Involuntary outpatient commitment: Policy and treatment alternatives

Charles Ingoglia, MSW, Senior Director of Healthcare Reform, National Mental Health Association, 1021 Prince Street, Alexandria, VA 22314, 703-838-7522, cingoglia@nmha.org and Cecelia Vergaretti, JD, Senior Director of Community Services, National Mental Health Association, 1021 Prince Street, Alexandria, VA 22314.

This presentation will provide an overview of the policy and treatment issues surrounding involuntary outpatient civil commitment. As such it will explore the current political landscape, discuss alternatives and offer suggestions for protecting the civil rights of persons living with mental illness through the use of advance directives.

The cornerstone of the de-institutionalization movement for those with mental illness was the promise of a new life in the community. It has never been realized. Involuntary outpatient commitment fails to address the fundamental lack of community supports such as housing, medical care, access to appropriate medications, employment training and other services that enable people with mental illnesses to lead full and productive lives in the community.

Of the five million adults who experience severe mental illness, nearly half receive absolutely no mental health treatment. Of those who do receive care, many receive services that are inadequate or inappropriate. Involuntary outpatient commitment appears to increase the use of services because it forces the mental health system to make those services available.

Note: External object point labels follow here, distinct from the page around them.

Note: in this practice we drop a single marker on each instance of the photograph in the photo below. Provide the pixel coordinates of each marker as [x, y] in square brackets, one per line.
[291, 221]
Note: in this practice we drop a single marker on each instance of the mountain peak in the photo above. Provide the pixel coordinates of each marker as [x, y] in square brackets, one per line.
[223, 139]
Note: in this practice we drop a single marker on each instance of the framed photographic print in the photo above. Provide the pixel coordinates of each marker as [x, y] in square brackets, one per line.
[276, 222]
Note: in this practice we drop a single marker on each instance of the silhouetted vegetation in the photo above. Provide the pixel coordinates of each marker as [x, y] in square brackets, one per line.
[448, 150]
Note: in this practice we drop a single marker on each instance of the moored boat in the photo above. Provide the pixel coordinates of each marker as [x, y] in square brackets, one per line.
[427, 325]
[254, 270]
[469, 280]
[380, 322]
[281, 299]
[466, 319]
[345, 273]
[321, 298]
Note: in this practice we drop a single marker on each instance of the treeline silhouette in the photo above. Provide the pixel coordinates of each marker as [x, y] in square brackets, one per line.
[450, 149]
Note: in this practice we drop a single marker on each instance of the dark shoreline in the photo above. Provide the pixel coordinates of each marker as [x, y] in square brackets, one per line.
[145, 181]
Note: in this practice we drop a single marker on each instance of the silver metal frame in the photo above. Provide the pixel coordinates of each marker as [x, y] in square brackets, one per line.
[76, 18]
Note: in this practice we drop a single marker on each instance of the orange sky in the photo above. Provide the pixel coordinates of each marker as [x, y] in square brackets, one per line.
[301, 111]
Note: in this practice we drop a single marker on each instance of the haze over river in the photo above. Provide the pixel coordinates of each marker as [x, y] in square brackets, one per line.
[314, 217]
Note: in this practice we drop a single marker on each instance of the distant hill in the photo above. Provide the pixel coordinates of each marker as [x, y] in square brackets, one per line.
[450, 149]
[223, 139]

By allowing consumers to use advance directives, policy-makers can help assure that mental health services are as effective as possible, and that consumers are involved in decisions about their treatment. Advance directives can be found in both the mental health and physical health context. Only a few states exclude psychiatric healthcare from their generic advance directive statutes, and those that do often have laws that specifically address advance directives in the mental health context.

See www.nmha.org

Learning Objectives: 1. Assess the status of community-based mental health services. 2. Identify at least two evidence-based alternatives to coercive treatment. 3.Describe the proper role of advance directives in building a responsive mental health system.

Keywords: Access to Care, Mental Health System

Presenting author's disclosure statement:
Organization/institution whose products or services will be discussed: None
I do not have any significant financial interest/arrangement or affiliation with any organization/institution whose products or services are being discussed in this session.